A torneira da pia vinha me avisando que morreria em breve. Não querendo sair por causa da pandemia, que não é “só uma gripezinha”, fiquei adiando a substituição da torneira, que, ontem, não mais resistiu. Tendo ela parado de funcionar, fui a uma loja de material de construção.

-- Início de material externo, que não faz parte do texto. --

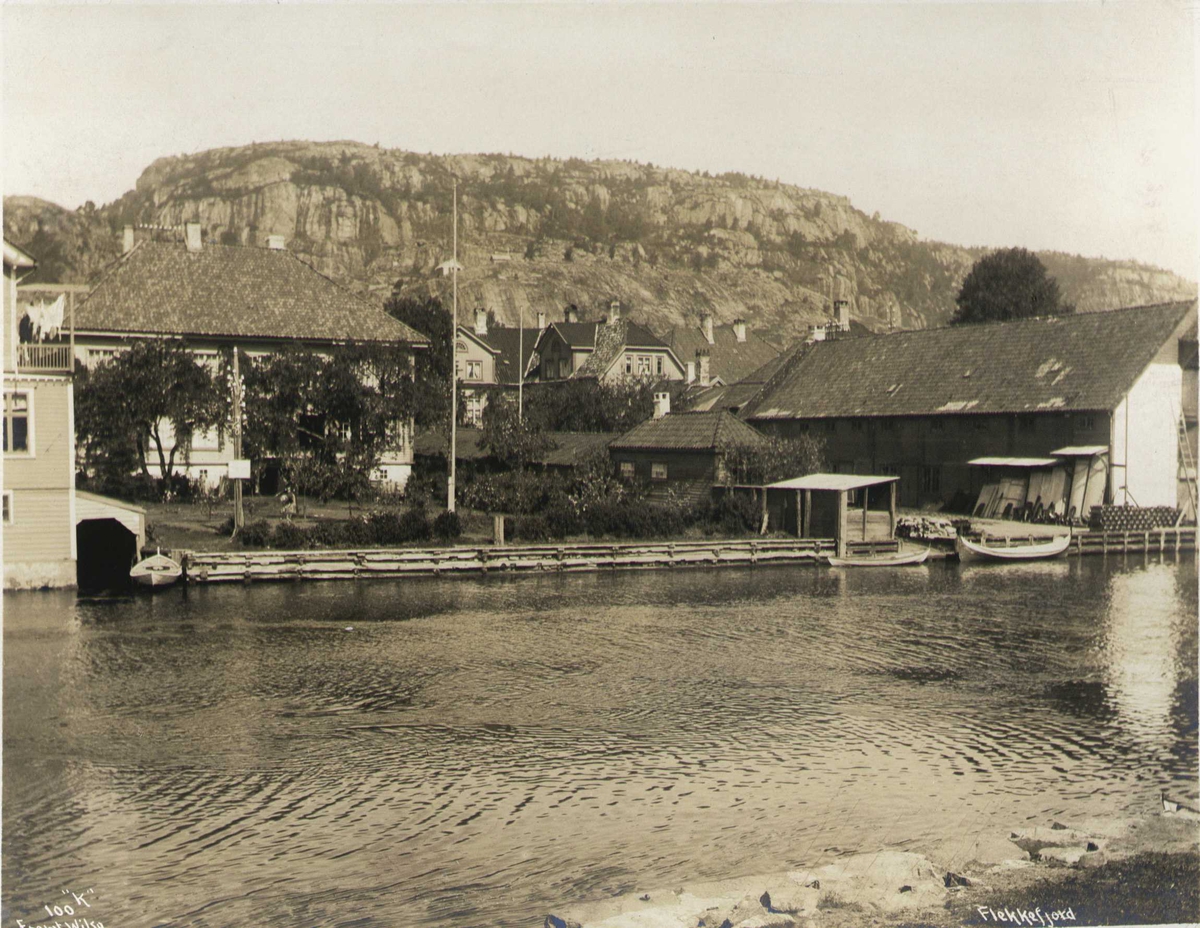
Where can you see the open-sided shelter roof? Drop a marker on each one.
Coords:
(1081, 361)
(221, 291)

Quando lá cheguei, o vendedor me perguntou se a torneira era de bancada ou se estava fixada numa parede (os cômodos de minha casa convivem comigo há uns vinte e sete ou vinte e oito anos). A pergunta desestruturou aquilo de que sou feito, pois eu simplesmente não me lembrava se a moribunda torneira era de bancada (não sei o que é uma bancada) ou se estava fixada numa parede. Mesmo sabendo o que é uma parede, eu não me lembrava se a torneira estava fixada numa.
Segundos se passaram. Para que o bagaço em mim não ruísse sobre o piso de uma loja de material de construção, saí de lá e vim aqui conferir a torneira, que estava quietinha, fixada numa parede. Voltei à loja. Escolhido o modelo da torneira, o vendedor me entregou um papelzinho e apontou um caminho a seguir.
Cheguei ao caixa, paguei. A atendente, depois de me entregar um papel, disse-me que eu teria de atravessar a rua para buscar a torneira. Atravessei, cheguei a um cômodo em cuja entrada havia uma placa na qual se lia “Clientes”. Um funcionário me disse que eu teria de passar por um largo portão e procurar por uma janela de vidro que ficava à esquerda do portão; diante dele, um funcionário me indicou a direção da janela de vidro.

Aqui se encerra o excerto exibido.